L’étude a porté sur deux régions désertiques de Namibie, dans lesquelles les cercles de fées sont formés par Stipagrostis ciliata (5 cercles étudiés avec 3 plantes échantillonnées dans chaque cercle) et S. uniplumis (idem mais pour 15 cercles) respectivement. Le génotypage à plus de 60 000 portions du génome des plantes montre que les plantes constituant un cercle de fées ont des génomes différents. Mieux, elles sont parfois de niveaux de ploïdie différents : des plantes diploïdes et des plantes tétraploïdes peuvent pousser dans le même cercle. Le coefficient de consanguinité F calculé pour les échantillons diploïdes de S. uniplumis est de -0.025, c’est-à-dire très proche de 0, indiquant des plantes parfaitement allogames.

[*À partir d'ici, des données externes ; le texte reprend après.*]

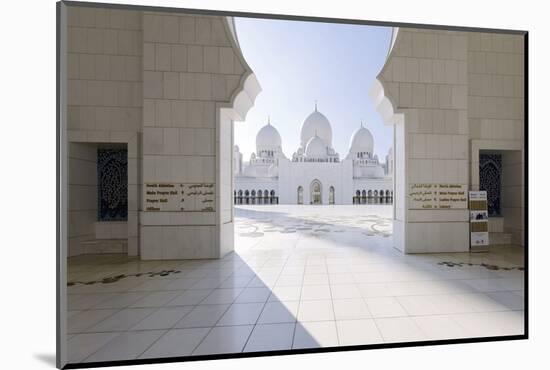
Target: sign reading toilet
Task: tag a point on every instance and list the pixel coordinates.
(479, 219)
(438, 196)
(178, 197)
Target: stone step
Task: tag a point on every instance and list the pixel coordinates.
(496, 224)
(100, 246)
(500, 238)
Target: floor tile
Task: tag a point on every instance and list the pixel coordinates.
(285, 293)
(343, 291)
(439, 327)
(176, 342)
(78, 323)
(85, 301)
(279, 312)
(508, 300)
(203, 316)
(347, 309)
(290, 280)
(315, 311)
(315, 292)
(222, 296)
(241, 314)
(163, 318)
(399, 329)
(224, 339)
(81, 346)
(315, 334)
(358, 332)
(270, 337)
(315, 279)
(122, 320)
(190, 297)
(121, 300)
(126, 346)
(156, 299)
(181, 284)
(488, 324)
(385, 307)
(253, 295)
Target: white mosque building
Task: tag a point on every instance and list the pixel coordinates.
(315, 174)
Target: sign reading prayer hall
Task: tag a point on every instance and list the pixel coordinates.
(179, 197)
(438, 196)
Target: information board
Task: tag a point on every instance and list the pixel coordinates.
(179, 197)
(438, 196)
(479, 219)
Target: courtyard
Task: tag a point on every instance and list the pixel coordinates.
(300, 277)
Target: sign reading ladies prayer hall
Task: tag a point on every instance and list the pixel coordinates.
(178, 197)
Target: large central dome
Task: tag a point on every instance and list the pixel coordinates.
(268, 138)
(315, 148)
(316, 124)
(362, 141)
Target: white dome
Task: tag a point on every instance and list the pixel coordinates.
(316, 148)
(316, 124)
(268, 137)
(361, 141)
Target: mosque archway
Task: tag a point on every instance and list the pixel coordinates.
(316, 192)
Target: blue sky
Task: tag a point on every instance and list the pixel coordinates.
(297, 63)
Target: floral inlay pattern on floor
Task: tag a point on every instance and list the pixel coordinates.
(114, 279)
(486, 265)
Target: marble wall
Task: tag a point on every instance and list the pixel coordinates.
(105, 89)
(168, 86)
(189, 65)
(449, 95)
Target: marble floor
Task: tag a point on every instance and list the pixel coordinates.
(300, 277)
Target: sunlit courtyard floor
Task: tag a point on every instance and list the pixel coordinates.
(301, 276)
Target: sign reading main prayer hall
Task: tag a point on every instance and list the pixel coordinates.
(179, 197)
(438, 196)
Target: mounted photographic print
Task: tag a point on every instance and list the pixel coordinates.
(236, 185)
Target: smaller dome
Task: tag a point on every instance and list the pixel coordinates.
(315, 148)
(316, 124)
(361, 141)
(268, 137)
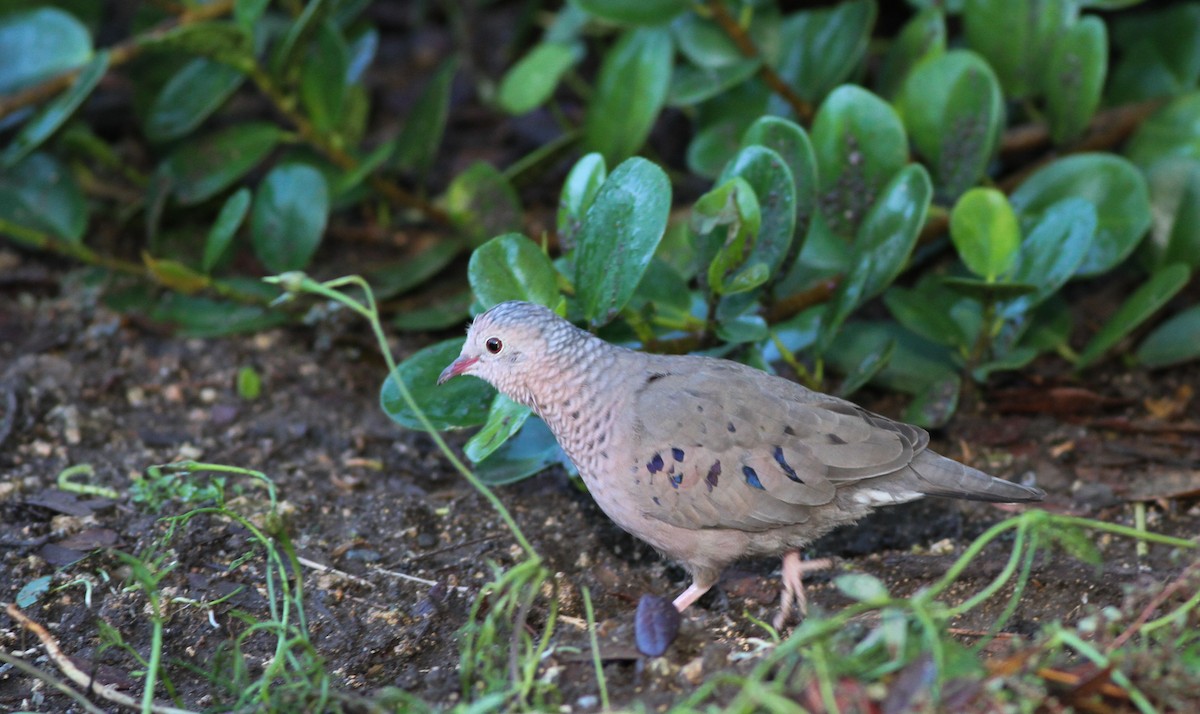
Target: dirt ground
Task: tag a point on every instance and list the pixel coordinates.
(81, 384)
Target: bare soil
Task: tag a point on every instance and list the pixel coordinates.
(375, 503)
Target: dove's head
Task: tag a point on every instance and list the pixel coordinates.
(513, 346)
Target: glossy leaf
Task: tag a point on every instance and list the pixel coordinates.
(193, 94)
(55, 113)
(483, 203)
(579, 191)
(531, 451)
(40, 193)
(231, 217)
(1074, 79)
(36, 45)
(621, 233)
(1146, 300)
(288, 216)
(985, 234)
(859, 144)
(1171, 131)
(202, 168)
(1174, 342)
(792, 144)
(691, 84)
(323, 78)
(418, 143)
(1175, 197)
(921, 39)
(504, 419)
(635, 12)
(1017, 37)
(1116, 190)
(511, 267)
(774, 189)
(461, 402)
(821, 48)
(954, 112)
(629, 94)
(535, 76)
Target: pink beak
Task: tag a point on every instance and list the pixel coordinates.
(456, 367)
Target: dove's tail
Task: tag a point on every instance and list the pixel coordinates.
(937, 475)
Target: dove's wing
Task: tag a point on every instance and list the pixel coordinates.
(723, 445)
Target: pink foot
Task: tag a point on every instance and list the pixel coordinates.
(793, 597)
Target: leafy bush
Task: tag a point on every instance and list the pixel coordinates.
(1049, 143)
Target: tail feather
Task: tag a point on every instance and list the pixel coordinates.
(936, 475)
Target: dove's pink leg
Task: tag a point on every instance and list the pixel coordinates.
(793, 595)
(690, 595)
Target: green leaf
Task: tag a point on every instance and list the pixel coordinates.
(1116, 190)
(1075, 78)
(579, 191)
(1146, 300)
(882, 247)
(483, 203)
(511, 267)
(418, 143)
(394, 279)
(288, 216)
(232, 214)
(1171, 131)
(1017, 37)
(36, 45)
(629, 94)
(323, 78)
(921, 39)
(533, 79)
(621, 233)
(691, 84)
(859, 144)
(1158, 51)
(190, 96)
(204, 317)
(55, 113)
(202, 168)
(1175, 197)
(531, 451)
(771, 179)
(41, 193)
(985, 234)
(867, 370)
(634, 12)
(504, 419)
(1174, 342)
(862, 587)
(1054, 250)
(821, 48)
(459, 403)
(954, 112)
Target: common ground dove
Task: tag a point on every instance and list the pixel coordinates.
(705, 459)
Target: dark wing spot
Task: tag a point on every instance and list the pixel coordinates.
(753, 478)
(787, 468)
(712, 478)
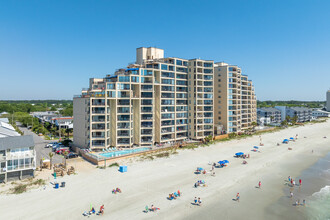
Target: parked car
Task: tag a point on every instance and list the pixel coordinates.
(50, 144)
(62, 150)
(71, 155)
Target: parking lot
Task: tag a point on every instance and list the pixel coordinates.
(40, 144)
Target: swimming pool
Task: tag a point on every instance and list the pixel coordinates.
(124, 152)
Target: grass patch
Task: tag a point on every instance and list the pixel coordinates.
(114, 165)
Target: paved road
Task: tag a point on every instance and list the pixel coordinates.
(40, 144)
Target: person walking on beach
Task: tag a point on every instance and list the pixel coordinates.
(199, 202)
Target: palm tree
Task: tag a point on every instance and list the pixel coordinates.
(51, 159)
(254, 124)
(65, 153)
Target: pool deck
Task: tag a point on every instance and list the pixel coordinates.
(100, 160)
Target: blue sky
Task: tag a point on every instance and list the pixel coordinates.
(50, 49)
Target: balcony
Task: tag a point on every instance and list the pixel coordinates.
(146, 132)
(98, 110)
(146, 117)
(124, 102)
(146, 139)
(123, 117)
(98, 119)
(98, 126)
(146, 124)
(146, 109)
(167, 123)
(123, 141)
(98, 102)
(123, 133)
(168, 95)
(168, 116)
(123, 125)
(167, 130)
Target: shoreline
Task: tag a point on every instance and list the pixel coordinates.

On peut donc exclure que les cercles de fées de Namibie résultent du développement végétatif d’un seul clone. Au contraire, les cercles de fées sont constitués de plusieurs génotypes distincts, probablement apparus par semis de graines issues d’allo-fécondations. Si on remet cela dans le contexte du suivi des plantes et globalement des cercles de fées au cours du temps, cela signifie un très grand décalage entre des cercles de fées qui peuvent perdurer des centaines d’années et des plantes individuelles, non clonales, qui ont une durée de vie courte, jusqu’à une dizaine d’année, généralement moins du fait d’événements de sécheresse.
Pourquoi des individus, en compétition pour les ressources hydriques, s’organiseraient en cercle ? Pourquoi ces cercles seraient aussi réguliers en diamètre et aussi stables dans le temps, sur des centaines d’années d’alternance de périodes sèches et de périodes humides, chez des individus avec des traits d’histoire de vie aussi peu stables qu’une reproduction sexuée et un temps intergénérationnel court ? L’absence de clonalité chez les plantes constituant les cercles de fées namibiens déconstruit les principales hypothèses proposées, donne matière à penser aux écologues comme aux mathématiciens et remystifient les cercles de fées aux yeux des naturalistes. Quadrature du cercle pour les uns et féérie pour les autres.